PROJECT SUMMARY The overarching goal of the project is to establish novel genomics and bioinformatics approaches to model patterns of DNA replication in cells. It is known that the patterns of DNA replication are intimately linked to the cell type. These differences between cell types are relevant to the integrity of the genome during cell type transitions.
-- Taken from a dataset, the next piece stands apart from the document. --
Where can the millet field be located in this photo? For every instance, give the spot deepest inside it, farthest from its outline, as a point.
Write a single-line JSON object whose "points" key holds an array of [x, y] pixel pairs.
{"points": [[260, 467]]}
For example, we recently found that damage during DNA replication is increased during the induced transition from one cell type to another. However, there is a lack of methodology to observe replication patterns in human cells. DNA replication differs between different cell types in the location of initiation, the direction of fork progression, and the timing of initiation and completion. There is currently no method that can comprehensively map the progression of DNA replication to the genome. Because of the importance of DNA replication in cell proliferation, there is need for the development of such methods. To be able to examine the progression of DNA polymerases in human cells, we will develop a novel methodology to map DNA replication genome-wide, by incorporating nucleotide analogs during DNA replication, and sequencing the resulting DNA molecules by Nanopore sequencing and recording the electrical signals. In parallel, we will develop novel bioinformatics approaches to reliably examine the electrical signals and identify bases or regions of DNA replication, for comparison between different cell types, or between healthy and diseased tissues. Successful establishment of this technology will greatly increase our knowledge of replication, genetic stability and cell proliferation, and allow the community to characterize differences in the progression of DNA replication between cell types.

项目摘要 该项目的总体目标是建立新颖的基因组学和生物信息学方法来建模 细胞中DNA复制的模式。众所周知，DNA复制的模式与 细胞类型。细胞类型之间的这些差异与细胞类型期间基因组的完整性有关 过渡。例如，我们最近发现，在诱导期间，DNA复制过程中的损伤增加了 从一种单元格过渡到另一种单元格。但是，缺乏观察复制模式的方法 在人类细胞中。 DNA复制在起始位置的不同细胞类型之间有所不同， 叉进步以及启动和完成的时间。当前没有可以 全面绘制DNA复制到基因组的进展。由于DNA的重要性 在细胞增殖中复制，需要开发这种方法。能够检查 人类细胞中DNA聚合酶的进展，我们将开发出一种新的方法来绘制DNA复制 全基因组，通过在DNA复制过程中掺入核苷酸类似物，并测序所得的DNA 通过纳米孔测序和记录电信号的分子。同时，我们将发展小说 生物信息学方法可靠地检查电信号并识别DNA的碱基或区域 复制，以比较不同的细胞类型或健康和患病组织之间的复制。成功的 建立这项技术将大大提高我们对复制，遗传稳定性和细胞的了解 扩散，并允许社区表征DNA复制进展的差异 细胞类型。